Я готовился к этой краже с тщательностью, которой позавидовали бы матёрые преступники. Математичка никогда и нигде не оставляла свою авторучку, почти всегда держала её в руках, но я верил, что рано или поздно Елена Аркадьевна, так звали нашу математичку, утратит бдительность, и мне представится возможность завладеть вожделенной авторучкой. Верил и ждал своего часа.
Предполагая, что мне, возможно, не удастся сразу вынести малиновое чудо из школы, я облюбовал тайник – в мальчишечьем туалете за смывным бачком. Там за бачком была небольшая узкая площадка, а на ней полно пыли, и мне было совершенно понятно, что низкорослая уборщица баба Клава дотянуться туда своей тряпкой не сможет. А я, пятиклашка-переросток, дотягивался легко, даже на цыпочки не вставая.

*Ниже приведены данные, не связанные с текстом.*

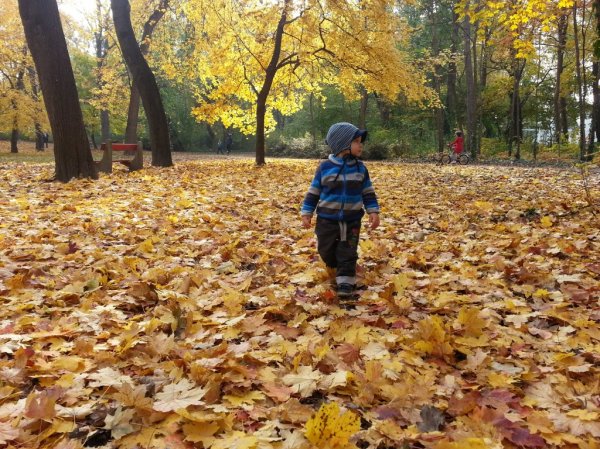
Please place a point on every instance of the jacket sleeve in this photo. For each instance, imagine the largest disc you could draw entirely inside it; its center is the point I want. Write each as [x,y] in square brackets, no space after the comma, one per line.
[312,196]
[369,197]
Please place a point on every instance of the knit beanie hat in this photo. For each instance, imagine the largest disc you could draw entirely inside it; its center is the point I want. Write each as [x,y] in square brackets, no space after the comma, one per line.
[340,136]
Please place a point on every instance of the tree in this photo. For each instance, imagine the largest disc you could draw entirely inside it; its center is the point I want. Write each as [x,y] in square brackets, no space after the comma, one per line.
[145,82]
[21,111]
[46,41]
[252,58]
[134,98]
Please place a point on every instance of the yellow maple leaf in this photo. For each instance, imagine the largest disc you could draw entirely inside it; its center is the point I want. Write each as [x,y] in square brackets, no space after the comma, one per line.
[330,428]
[546,222]
[236,440]
[248,398]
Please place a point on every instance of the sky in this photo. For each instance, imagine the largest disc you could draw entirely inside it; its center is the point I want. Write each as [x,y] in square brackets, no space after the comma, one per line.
[77,8]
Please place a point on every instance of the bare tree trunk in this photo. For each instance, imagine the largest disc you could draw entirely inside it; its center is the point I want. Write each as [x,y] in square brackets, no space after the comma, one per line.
[580,88]
[133,111]
[438,113]
[516,135]
[362,114]
[46,41]
[39,135]
[313,125]
[14,135]
[144,78]
[101,42]
[560,51]
[591,147]
[451,96]
[385,112]
[262,95]
[211,136]
[471,91]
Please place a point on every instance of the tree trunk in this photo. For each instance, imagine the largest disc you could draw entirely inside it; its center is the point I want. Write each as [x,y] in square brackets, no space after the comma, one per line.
[594,115]
[451,96]
[515,137]
[133,110]
[46,41]
[101,52]
[39,135]
[580,88]
[596,94]
[385,112]
[438,113]
[313,125]
[560,52]
[261,98]
[14,135]
[211,137]
[362,113]
[133,113]
[144,79]
[471,91]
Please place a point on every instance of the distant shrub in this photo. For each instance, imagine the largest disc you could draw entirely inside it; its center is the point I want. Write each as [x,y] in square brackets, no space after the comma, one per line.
[297,147]
[378,151]
[493,148]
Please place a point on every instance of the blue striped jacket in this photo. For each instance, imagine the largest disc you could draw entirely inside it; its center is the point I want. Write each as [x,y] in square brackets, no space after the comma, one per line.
[340,190]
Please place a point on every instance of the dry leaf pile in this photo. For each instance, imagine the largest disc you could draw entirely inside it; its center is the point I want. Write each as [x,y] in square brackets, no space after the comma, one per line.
[186,307]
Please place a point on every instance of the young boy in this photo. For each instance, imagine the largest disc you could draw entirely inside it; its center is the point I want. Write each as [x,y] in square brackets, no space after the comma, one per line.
[340,191]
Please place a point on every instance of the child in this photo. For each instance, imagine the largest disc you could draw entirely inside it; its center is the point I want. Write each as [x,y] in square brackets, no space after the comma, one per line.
[339,191]
[457,146]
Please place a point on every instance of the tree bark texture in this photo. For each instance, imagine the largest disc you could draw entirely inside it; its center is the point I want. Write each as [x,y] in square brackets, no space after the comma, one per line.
[515,137]
[580,86]
[471,91]
[46,41]
[146,83]
[362,113]
[14,135]
[133,110]
[39,134]
[101,51]
[591,146]
[559,128]
[263,94]
[451,96]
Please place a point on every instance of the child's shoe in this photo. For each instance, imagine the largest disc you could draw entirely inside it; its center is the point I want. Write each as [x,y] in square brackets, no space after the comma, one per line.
[345,291]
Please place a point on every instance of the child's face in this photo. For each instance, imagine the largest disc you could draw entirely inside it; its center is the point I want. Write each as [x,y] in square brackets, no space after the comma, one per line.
[356,147]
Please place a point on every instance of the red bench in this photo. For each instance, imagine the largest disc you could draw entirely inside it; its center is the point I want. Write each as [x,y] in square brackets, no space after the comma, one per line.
[131,149]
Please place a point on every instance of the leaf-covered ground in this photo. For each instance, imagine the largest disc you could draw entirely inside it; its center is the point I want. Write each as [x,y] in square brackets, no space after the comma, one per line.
[186,307]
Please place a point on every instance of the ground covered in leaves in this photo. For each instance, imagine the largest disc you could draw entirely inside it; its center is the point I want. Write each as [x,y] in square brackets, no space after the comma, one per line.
[186,307]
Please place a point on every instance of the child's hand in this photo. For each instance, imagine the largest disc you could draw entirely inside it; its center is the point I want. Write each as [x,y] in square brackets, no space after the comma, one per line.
[373,220]
[306,219]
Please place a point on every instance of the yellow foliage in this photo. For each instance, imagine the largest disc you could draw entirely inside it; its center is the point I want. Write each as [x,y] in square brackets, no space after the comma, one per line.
[231,60]
[329,428]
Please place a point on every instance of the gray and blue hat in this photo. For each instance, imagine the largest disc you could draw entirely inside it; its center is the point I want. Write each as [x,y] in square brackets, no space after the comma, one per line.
[340,136]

В тот день к концу урока алгебры у Елены Аркадьевны дома случилась какая-то неприятность – то ли соседи её затопили, то ли она соседей, в общем, что-то связанное с сантехникой. Елене сообщили об аварии кто-то из учительской и она, не дождавшись трёх минут до звонка, в панике помчалась домой, забыв на столе авторучку. Думаю, она бы ни за что её не забыла, но на столе лежала стопка тетрадей с нашими контрольными, которые Елена Аркадьевна планировала раздать нам после урока, а авторучка лежала рядом со стопкой. Стопка съехала и накрыла авторучку. Когда математичка убежала, мы бросились разбирать тетради. Всем было интересно узнать: что он получил за контрольную. Я подбежал к столу первым. Меня не очень волновала оценка, выставленная мне в тетради, просто я видел, как Елена Аркадьевна хлопнула кулачком по столу, сказав: «Чёрт подери!», когда ей сообщили о несчастье, видел, как стопка тетрадей накренилась и съехала вбок, завалив ярко-малиновый цилиндрик.